Belgium will raise tax on tobacco and investment products. It will save by postponing delivery of army helicopters, promoting generic medicines and giving less aid.
One-offs, notably the 289.6 million euros of state subsidies that postal services operator Bpost must return, will also help. The new savings add to the 11.3-billion euro package of measures agreed when the government took power at the end of the year. Those measures included raising the effective retirement age from a current average of 59 and hiking tax on company cars.
Belgium has pledged to bring its public sector deficit down to 2.8 percent of gross domestic product (GDP) this year from 3.8 percent in 2011. It risks an EU fine if its deficit does not fall to at least 3 percent. The country plans to bring its public sector budget into balance by 2015.
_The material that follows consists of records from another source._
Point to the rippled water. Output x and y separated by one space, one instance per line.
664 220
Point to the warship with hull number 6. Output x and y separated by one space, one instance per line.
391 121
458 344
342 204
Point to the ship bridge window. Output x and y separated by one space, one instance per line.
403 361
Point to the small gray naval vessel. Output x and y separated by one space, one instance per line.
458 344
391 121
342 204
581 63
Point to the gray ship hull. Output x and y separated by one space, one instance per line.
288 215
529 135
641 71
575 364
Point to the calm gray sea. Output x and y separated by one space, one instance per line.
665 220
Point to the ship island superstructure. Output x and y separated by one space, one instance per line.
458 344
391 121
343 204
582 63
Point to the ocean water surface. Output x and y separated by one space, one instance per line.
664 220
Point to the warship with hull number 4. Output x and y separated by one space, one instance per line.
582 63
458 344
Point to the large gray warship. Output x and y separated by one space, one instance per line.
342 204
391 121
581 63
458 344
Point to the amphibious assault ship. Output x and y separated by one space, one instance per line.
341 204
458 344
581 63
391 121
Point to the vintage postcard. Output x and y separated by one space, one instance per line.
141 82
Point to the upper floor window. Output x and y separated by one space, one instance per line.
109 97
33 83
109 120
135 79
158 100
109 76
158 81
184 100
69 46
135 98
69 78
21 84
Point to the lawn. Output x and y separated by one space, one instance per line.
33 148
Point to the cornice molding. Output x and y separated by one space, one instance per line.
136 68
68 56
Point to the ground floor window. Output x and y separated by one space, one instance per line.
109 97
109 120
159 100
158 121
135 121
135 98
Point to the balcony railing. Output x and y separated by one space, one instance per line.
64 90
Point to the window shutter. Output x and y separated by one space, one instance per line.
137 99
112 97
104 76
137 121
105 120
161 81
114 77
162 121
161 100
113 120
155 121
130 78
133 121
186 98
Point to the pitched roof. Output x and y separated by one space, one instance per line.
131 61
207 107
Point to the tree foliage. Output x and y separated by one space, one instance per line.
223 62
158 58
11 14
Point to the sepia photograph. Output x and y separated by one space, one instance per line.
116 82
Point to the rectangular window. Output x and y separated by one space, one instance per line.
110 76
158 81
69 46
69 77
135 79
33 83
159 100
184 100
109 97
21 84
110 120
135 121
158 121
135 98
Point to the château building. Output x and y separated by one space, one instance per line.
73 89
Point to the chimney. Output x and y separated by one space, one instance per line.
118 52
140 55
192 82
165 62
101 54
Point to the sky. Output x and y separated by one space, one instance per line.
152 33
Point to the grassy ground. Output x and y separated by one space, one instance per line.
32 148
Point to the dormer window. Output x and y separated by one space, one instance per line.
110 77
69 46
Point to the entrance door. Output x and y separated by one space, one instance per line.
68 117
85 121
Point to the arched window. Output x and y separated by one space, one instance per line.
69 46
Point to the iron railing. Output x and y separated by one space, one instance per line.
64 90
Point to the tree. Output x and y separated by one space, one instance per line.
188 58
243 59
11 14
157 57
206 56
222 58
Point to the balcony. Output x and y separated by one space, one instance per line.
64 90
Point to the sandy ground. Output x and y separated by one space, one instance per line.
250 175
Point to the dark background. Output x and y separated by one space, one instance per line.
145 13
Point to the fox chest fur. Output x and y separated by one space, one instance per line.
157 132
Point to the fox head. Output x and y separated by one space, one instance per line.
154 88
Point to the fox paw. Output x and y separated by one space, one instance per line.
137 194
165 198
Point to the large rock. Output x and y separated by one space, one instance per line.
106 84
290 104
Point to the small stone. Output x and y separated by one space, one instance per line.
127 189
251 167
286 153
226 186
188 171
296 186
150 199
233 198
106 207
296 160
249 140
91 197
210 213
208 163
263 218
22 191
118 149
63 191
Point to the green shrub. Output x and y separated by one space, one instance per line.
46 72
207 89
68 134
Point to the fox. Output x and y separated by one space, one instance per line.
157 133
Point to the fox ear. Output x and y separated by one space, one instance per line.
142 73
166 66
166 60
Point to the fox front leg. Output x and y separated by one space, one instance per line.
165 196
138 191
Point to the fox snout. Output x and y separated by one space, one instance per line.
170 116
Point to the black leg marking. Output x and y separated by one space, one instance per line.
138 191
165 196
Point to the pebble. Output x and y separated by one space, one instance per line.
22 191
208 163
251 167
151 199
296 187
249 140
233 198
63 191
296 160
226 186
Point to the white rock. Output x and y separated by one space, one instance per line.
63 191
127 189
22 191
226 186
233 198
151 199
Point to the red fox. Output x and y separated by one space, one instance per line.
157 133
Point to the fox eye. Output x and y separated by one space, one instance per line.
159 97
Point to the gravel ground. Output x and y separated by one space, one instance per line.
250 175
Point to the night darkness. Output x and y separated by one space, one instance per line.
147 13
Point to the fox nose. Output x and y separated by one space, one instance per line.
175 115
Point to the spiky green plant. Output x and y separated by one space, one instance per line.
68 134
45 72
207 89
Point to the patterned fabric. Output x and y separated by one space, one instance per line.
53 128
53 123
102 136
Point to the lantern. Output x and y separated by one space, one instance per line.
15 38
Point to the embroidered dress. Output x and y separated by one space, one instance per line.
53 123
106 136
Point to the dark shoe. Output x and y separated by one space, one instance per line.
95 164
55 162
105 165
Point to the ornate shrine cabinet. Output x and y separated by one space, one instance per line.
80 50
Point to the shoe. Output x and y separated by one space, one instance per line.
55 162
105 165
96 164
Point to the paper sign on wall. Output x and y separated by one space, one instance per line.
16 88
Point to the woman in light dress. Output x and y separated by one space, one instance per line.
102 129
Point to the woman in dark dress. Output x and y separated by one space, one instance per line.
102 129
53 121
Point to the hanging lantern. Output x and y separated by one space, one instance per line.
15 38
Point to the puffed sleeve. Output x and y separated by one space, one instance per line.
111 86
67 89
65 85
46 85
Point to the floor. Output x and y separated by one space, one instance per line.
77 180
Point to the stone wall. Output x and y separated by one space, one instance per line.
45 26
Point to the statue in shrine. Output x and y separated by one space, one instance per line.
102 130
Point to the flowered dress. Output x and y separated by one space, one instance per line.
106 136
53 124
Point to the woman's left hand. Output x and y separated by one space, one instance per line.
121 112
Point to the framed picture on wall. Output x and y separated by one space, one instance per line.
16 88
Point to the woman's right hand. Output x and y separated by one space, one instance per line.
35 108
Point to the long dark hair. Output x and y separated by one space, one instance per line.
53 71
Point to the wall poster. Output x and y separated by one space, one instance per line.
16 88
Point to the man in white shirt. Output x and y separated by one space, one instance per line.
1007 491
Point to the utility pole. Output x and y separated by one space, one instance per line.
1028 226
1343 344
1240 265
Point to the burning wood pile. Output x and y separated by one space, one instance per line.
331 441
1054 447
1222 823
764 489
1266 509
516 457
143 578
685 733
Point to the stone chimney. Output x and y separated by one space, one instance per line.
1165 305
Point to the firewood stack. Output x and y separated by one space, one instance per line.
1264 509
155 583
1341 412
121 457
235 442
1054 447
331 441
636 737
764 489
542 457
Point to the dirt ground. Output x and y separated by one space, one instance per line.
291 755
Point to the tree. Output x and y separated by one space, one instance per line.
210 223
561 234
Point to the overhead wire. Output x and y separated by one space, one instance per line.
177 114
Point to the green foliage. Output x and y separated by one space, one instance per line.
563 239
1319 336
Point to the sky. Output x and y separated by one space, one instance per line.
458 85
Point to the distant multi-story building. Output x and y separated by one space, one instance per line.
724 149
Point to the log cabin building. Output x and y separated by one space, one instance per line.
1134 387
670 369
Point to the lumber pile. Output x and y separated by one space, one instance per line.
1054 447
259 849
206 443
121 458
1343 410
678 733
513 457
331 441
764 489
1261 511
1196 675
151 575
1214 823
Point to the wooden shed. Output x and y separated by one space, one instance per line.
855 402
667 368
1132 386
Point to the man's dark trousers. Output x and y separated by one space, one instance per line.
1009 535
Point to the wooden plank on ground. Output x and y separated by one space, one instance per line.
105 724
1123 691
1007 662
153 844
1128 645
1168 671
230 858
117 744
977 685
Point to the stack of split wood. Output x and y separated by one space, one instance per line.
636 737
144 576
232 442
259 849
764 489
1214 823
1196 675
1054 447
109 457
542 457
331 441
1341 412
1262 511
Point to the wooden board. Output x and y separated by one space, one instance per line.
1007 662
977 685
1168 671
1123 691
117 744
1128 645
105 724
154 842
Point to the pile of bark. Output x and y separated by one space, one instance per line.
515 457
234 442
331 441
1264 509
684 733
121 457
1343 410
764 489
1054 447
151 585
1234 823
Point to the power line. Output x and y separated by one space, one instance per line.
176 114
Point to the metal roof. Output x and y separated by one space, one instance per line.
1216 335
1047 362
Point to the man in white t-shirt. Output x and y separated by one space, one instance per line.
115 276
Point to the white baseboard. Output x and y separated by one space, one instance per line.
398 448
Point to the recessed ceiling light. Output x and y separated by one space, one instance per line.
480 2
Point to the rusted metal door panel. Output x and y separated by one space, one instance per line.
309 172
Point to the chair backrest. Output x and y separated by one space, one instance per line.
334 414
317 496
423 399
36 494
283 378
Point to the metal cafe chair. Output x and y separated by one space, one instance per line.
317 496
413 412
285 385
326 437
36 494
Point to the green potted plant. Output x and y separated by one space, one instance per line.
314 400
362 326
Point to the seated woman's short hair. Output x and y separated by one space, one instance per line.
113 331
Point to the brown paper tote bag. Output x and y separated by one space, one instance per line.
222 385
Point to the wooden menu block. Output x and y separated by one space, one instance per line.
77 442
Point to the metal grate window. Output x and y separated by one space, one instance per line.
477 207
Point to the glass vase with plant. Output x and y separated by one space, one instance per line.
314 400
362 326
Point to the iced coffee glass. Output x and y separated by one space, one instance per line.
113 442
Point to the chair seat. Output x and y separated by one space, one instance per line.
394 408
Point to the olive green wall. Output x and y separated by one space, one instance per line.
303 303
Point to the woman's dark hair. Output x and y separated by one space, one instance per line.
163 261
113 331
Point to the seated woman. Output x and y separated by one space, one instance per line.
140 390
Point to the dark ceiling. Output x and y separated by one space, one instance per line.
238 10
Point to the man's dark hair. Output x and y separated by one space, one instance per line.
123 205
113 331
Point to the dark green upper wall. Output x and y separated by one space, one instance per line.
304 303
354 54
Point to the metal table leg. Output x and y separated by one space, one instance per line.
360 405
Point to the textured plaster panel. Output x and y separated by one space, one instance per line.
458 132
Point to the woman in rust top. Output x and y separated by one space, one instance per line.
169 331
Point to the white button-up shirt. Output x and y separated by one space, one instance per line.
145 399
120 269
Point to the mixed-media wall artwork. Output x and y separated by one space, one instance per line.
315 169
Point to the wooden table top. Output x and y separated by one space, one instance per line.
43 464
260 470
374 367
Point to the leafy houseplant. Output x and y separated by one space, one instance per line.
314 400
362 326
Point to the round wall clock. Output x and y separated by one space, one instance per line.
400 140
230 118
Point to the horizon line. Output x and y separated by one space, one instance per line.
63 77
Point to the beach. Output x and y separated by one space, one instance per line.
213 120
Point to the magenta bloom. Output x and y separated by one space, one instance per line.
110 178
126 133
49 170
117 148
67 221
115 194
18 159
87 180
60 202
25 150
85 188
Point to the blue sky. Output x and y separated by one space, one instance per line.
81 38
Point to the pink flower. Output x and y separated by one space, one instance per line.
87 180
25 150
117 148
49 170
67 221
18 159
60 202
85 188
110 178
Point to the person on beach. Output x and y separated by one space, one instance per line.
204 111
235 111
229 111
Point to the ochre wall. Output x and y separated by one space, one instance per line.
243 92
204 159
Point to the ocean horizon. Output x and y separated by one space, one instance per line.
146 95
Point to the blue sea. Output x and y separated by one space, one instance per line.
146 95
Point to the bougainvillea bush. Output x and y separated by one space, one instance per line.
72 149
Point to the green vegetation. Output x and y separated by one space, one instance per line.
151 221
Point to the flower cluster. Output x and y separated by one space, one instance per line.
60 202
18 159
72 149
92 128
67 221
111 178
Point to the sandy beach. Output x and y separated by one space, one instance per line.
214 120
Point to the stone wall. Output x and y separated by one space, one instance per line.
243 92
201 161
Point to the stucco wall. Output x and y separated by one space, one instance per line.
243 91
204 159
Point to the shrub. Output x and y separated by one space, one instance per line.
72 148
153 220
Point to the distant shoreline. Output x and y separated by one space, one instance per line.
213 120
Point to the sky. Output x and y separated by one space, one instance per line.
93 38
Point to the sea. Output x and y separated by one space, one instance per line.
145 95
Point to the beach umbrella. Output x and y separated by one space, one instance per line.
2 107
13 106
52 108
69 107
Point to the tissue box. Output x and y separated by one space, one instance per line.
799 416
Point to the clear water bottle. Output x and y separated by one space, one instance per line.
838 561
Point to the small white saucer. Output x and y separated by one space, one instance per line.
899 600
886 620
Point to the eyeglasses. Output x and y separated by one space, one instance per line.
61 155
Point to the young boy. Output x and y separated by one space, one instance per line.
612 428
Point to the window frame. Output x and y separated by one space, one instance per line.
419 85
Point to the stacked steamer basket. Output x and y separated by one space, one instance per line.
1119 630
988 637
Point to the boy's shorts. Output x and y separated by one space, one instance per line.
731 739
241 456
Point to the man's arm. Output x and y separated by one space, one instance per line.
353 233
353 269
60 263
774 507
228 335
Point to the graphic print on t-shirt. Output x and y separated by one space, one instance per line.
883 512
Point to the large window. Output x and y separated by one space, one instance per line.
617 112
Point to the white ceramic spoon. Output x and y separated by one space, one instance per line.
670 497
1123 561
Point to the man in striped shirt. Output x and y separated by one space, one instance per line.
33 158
"To show how far we have gone, I offer the following comparison: the budget deficit of the Netherlands is 4.5 percent, of France 6 percent," Prime Minister Elio Di Rupo told a news conference. "Of the countries that had a budget deficit of greater than 3 percent, our country is one of the best pupils in the class, if not the best."
The Federal Plan Bureau, whose estimates are typically used to draft budgets, has forecast Belgium's economy, the sixth largest in the euro zone, would grow by just 0.1 percent this year from 1.9 percent in 2011. Belgium's central bank has forecast a contraction of 0.1 percent in 2012.
Di Rupo said the civil servant committee advising on the budget had said Belgium should save 1.47 billion euros and set aside a further 500 million euros. It had assumed growth of 0.1 percent.
The prime minister said the government had taken on the central bank's forecast and pushed through a greater amount of savings and a larger provision. The government will again review its budget assumptions and austerity measures in July.
Belgium's public sector debt of nearly 100 percent of GDP, and its lack of government for 18 months, had seen it come under fire in financial markets, with a 10-year state bond yield pushing almost to 6 percent at the end of last November.
The formation of a government in December and its resolve to rein in Belgium's budget has helped bring the 10-year yield down to some 3.4 percent, although the euro zone crisis has also eased, with a deal on Greek debt restructuring and more than 1 trillion euros of cheap money pumped into banks by the European Central Bank.